Elements of the Robertson store design, which was also worked on by Studios Architecture in Los Angeles, will be used in upcoming locations. After Seven For All Mankind's Robertson store officially opens Friday, the second store will raise its curtain in Dallas' NorthPark Center on Monday.
"We have tweaked it a little bit here and there, but you will know it is a Seven store," said Battista.
Next year, the company is planning to add 10 stores, with 2,500- to 3,000-square-foot units in target markets such as New York, Arizona, Nevada, Florida and Texas. The company has its eyes on spots across the ocean, as well, including key cities in Europe and Asia. About 30 percent of Seven's business is done outside the U.S. The globe could be sprinkled with 100 Seven stores by 2012, according to Battista. He declined to disclose sales projections for the stores.Compared with its competitors, Seven is late to the retailing game. Although the company tested a pop-up store last holiday shopping season, Battista explained Seven waited to enter the freestanding retail fray until it completed its "brand story."
"Our wholesale business is so successful," he said. "Retail is coming in to enhance the brand positioning."
Business factors have complicated Seven For All Mankind's retail stampede. The company was bought by VF Corp. in a $779 million deal finalized in August. Before selling to VF, Bear Stearns Merchant Banking acquired a 50 percent stake in Seven in 2005.
Peter Koral, who remains an adviser to the company, started Seven For All Mankind in 2000 with Jerome Dahan and Michael Glasser. Two years later, he became embroiled in a legal dispute with Dahan and Glasser that ended in 2004 with the two being awarded $50 million and $5.5 million in profits for 2001 and 2002. Dahan and Glasser went on to create Citizens of Humanity.
With VF now its engine, Seven has been given the green light to beef up its lifestyle branding and retail presence.
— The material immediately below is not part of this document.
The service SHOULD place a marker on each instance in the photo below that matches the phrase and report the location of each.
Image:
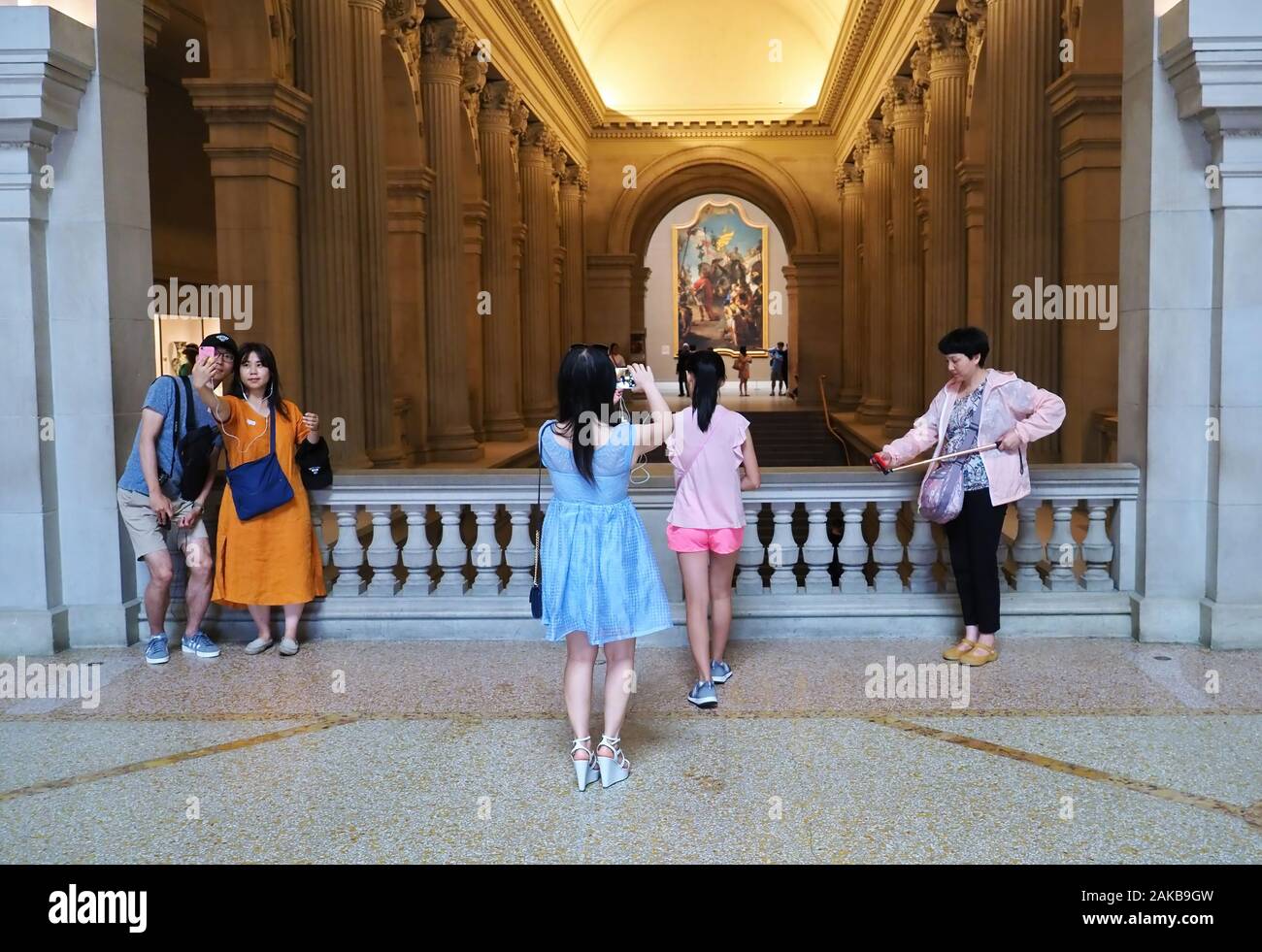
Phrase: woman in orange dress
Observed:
(272, 559)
In the saturated jeans market, retail offers the brand a venue it can control to introduce alternative items.
"VF has a great retail platform currently, and they are very engaged...about Seven retail," said Battista.
One risk for Seven is treading on the turf of its wholesale base, which has accounted for the company's estimated $300 million in annual revenues. However, Leilani Augustine, vice president of marketing, who spent the last week speaking with department store representatives, said retailers today are accustomed to brands opening their own stores.
"What they are seeing is that, by creating an environment that showcases the brand, it reinforces the brand," Augustine said. "Most times, it ends up helping their business."